Ein Verhandlungsfrieden ist der einzige Weg, Russlands Krieg gegen die Ukraine zu beenden

Jeffrey D. Sachs (Foto Gabriella
C. Marino, 2019)

by Jeffrey D. Sachs,* USA

(2. Mai 2022) Die zweigleisige US-Strategie, der Ukraine bei der Überwindung der russischen Invasion zu helfen, indem sie harte Sanktionen verhängt und das ukrainische Militär mit hochentwickelten Rüstungsgütern versorgt, wird wahrscheinlich zu kurz greifen.

Was wir brauchen, ist ein Friedensabkommen, das in greifbare Nähe gerückt sein könnte. Um ein solches Abkommen zu erreichen, müssen die Vereinigten Staaten jedoch Kompromisse in Bezug auf die Nato eingehen, was Washington bisher abgelehnt hat.

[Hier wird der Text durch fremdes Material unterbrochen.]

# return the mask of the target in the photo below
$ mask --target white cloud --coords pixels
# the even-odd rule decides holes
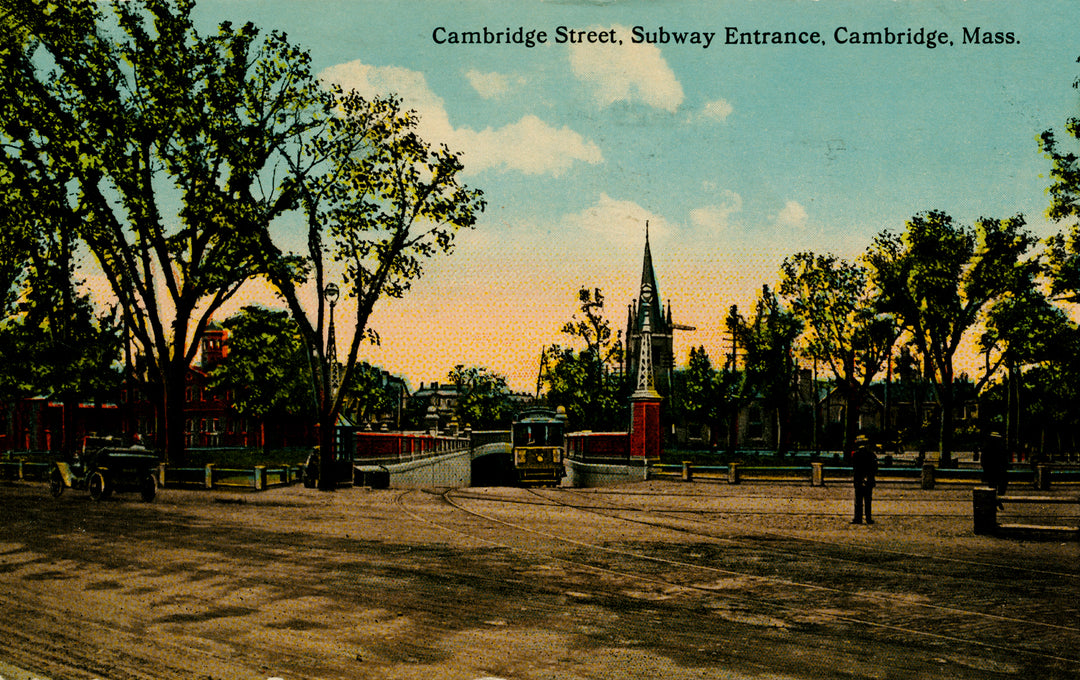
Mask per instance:
[[[734,107],[727,99],[710,101],[701,110],[702,118],[724,122],[734,111]]]
[[[795,201],[788,201],[777,215],[777,223],[781,227],[806,227],[807,209]]]
[[[617,33],[630,32],[624,26],[613,28]],[[568,53],[573,74],[602,107],[638,101],[674,113],[683,104],[683,85],[656,45],[575,44]]]
[[[649,223],[649,236],[654,241],[664,241],[674,231],[662,217],[633,201],[617,201],[606,193],[602,193],[594,205],[565,216],[563,221],[572,229],[591,231],[620,243],[640,239],[646,222]]]
[[[734,191],[725,191],[720,196],[720,203],[690,210],[690,221],[712,232],[724,232],[731,226],[731,216],[740,210],[742,210],[742,196]]]
[[[569,127],[553,127],[536,115],[525,115],[516,123],[480,132],[454,127],[443,99],[432,92],[423,73],[418,71],[350,62],[330,67],[320,77],[366,97],[397,94],[406,107],[420,114],[420,136],[461,151],[469,173],[501,168],[558,177],[575,162],[596,164],[604,161],[594,142]]]
[[[536,115],[498,130],[462,128],[457,131],[456,140],[465,150],[465,165],[474,172],[498,167],[558,177],[575,161],[596,164],[604,160],[592,141],[569,127],[556,130]]]
[[[485,99],[497,99],[507,95],[512,89],[525,84],[525,79],[521,76],[504,76],[494,71],[483,73],[474,68],[465,71],[465,79]]]

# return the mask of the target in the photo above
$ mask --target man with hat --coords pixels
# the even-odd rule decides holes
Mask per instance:
[[[855,485],[855,518],[851,520],[853,525],[874,523],[874,515],[870,513],[870,503],[874,497],[874,482],[877,475],[877,455],[869,438],[865,435],[855,437],[855,452],[851,457],[851,471],[854,474]]]

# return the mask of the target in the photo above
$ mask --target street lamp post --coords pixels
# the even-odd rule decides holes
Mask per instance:
[[[341,291],[334,283],[326,284],[323,289],[323,297],[330,303],[329,329],[326,331],[326,361],[329,363],[330,370],[330,399],[337,397],[338,389],[341,386],[341,371],[337,361],[337,340],[334,337],[334,305],[337,304],[340,295]]]

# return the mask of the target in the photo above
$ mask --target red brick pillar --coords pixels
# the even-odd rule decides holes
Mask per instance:
[[[663,441],[660,432],[660,399],[632,396],[630,398],[630,459],[658,461]]]

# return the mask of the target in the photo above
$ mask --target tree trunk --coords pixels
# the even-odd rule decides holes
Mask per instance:
[[[954,419],[953,419],[953,380],[951,378],[942,380],[941,384],[941,436],[940,436],[940,451],[942,464],[949,464],[953,460],[953,430],[954,430]]]
[[[70,392],[63,395],[64,404],[64,439],[60,441],[60,454],[64,460],[69,460],[79,448],[79,438],[76,436],[76,424],[79,414],[79,397]]]
[[[334,451],[334,419],[322,413],[319,418],[319,490],[337,488],[337,463]]]
[[[843,459],[850,459],[855,450],[855,436],[859,434],[859,412],[862,410],[862,398],[859,389],[847,385],[845,394],[846,408],[843,409]]]
[[[162,389],[162,412],[164,413],[163,443],[165,462],[170,465],[183,465],[187,461],[187,450],[184,441],[185,402],[187,396],[187,366],[170,364],[165,368]],[[162,436],[159,434],[159,436]]]

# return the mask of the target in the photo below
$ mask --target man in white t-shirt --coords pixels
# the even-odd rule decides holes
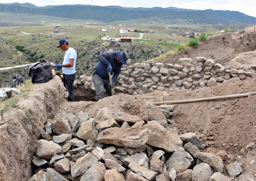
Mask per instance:
[[[73,84],[75,80],[75,62],[76,61],[76,52],[69,45],[69,43],[65,39],[59,41],[57,48],[60,47],[62,51],[66,51],[62,64],[56,64],[53,67],[57,69],[62,68],[64,86],[69,92],[68,101],[74,101],[73,93]]]

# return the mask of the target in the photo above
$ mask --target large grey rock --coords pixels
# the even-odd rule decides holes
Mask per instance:
[[[197,165],[192,171],[192,180],[208,181],[213,173],[211,167],[205,163]]]
[[[135,129],[111,128],[100,131],[96,140],[100,143],[136,148],[146,144],[151,132],[148,129],[142,128]]]
[[[82,146],[81,147],[78,147],[73,150],[71,150],[69,151],[68,152],[70,154],[77,154],[78,153],[81,152],[81,151],[85,150],[87,148],[89,147],[89,145],[85,145],[83,146]]]
[[[208,59],[204,62],[203,65],[205,67],[212,67],[214,64],[214,60],[211,59]]]
[[[188,169],[177,175],[176,181],[192,181],[192,170]]]
[[[100,161],[104,156],[105,152],[100,148],[96,147],[95,149],[92,151],[92,153],[98,158],[99,161]]]
[[[128,163],[128,164],[133,162],[147,168],[148,168],[149,161],[147,155],[142,153],[135,153],[135,154],[131,155],[124,160],[125,162]]]
[[[175,181],[177,175],[175,169],[174,168],[172,168],[169,172],[169,177],[171,181]]]
[[[96,129],[99,131],[106,130],[110,128],[120,127],[113,118],[111,118],[105,121],[101,121],[95,126]]]
[[[101,162],[96,163],[84,172],[80,181],[104,181],[106,167]]]
[[[59,136],[54,136],[53,137],[53,142],[56,143],[60,143],[72,138],[72,134],[62,134]]]
[[[165,116],[159,108],[153,104],[152,101],[147,103],[147,113],[148,121],[156,120],[163,127],[165,127],[167,126],[167,120]]]
[[[81,127],[77,131],[77,137],[84,140],[91,140],[96,141],[98,133],[95,128],[95,120],[91,119],[81,124]]]
[[[176,171],[181,173],[191,167],[195,163],[194,159],[184,149],[180,147],[172,153],[165,163],[169,171],[174,168]]]
[[[65,144],[71,143],[72,146],[78,147],[82,147],[85,145],[85,144],[83,141],[81,140],[79,140],[77,138],[74,138],[66,141],[64,143]]]
[[[50,141],[52,139],[52,138],[50,135],[43,130],[39,129],[39,132],[40,133],[40,135],[46,141]],[[52,134],[51,131],[51,133]]]
[[[137,121],[142,121],[140,118],[123,112],[118,110],[113,110],[107,108],[103,108],[98,111],[96,119],[103,121],[111,118],[114,118],[118,123],[126,122],[129,124],[134,124]]]
[[[48,122],[44,125],[44,128],[45,129],[45,132],[47,133],[49,135],[52,135],[52,124]]]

Zugeständnisse auf beiden Seiten notwendig

Wladimir Putin hat den Krieg in der Ukraine ausgelöst und erklärt, die Verhandlungen seien in eine Sackgasse geraten, ohne jedoch die Tür vor der Nase zuzuschlagen. Doch bevor der Krieg begann, legte Putin dem Westen eine Liste von Forderungen vor, darunter vor allem einen Stopp der Nato-Erweiterung.

Die USA waren ausdrücklich nicht bereit, sich auf diesen Punkt einzulassen. Jetzt wäre ein guter Zeitpunkt, diese Politik zu überdenken. Auch Putin müsste sich zu Zugeständnissen bereit zeigen, damit die Verhandlungen zum Erfolg führen.

Amerikas Ansatz der Aufrüstung und Sanktionen mag in der Echokammer der öffentlichen Meinung der USA überzeugend klingen, aber auf der globalen Bühne funktioniert er nicht wirklich. Ausserhalb der Vereinigten Staaten und Europas geniesst er wenig Unterstützung1 und könnte schliesslich auch innerhalb der USA und Europas eine politische Gegenreaktion hervorrufen.

«Künftige Generationen in Europa müssen mit Russland als Nachbar leben»

«Die USA lieben die Eskalation von Konflikten. Ich beobachte sehr genau, welche Vorschläge und Botschaften aus den USA kommen. Die US-Regierung will die Gelegenheit nutzen und Russland in die Knie zwingen. Aber Europa sollte sich darauf nicht einlassen. Künftige Generationen in Europa müssen mit Russland als Nachbar leben. Biden hat in der Tat gesagt, dass wir uns für einen langen Konflikt wappnen sollen. Das ist eine schreckliche Idee.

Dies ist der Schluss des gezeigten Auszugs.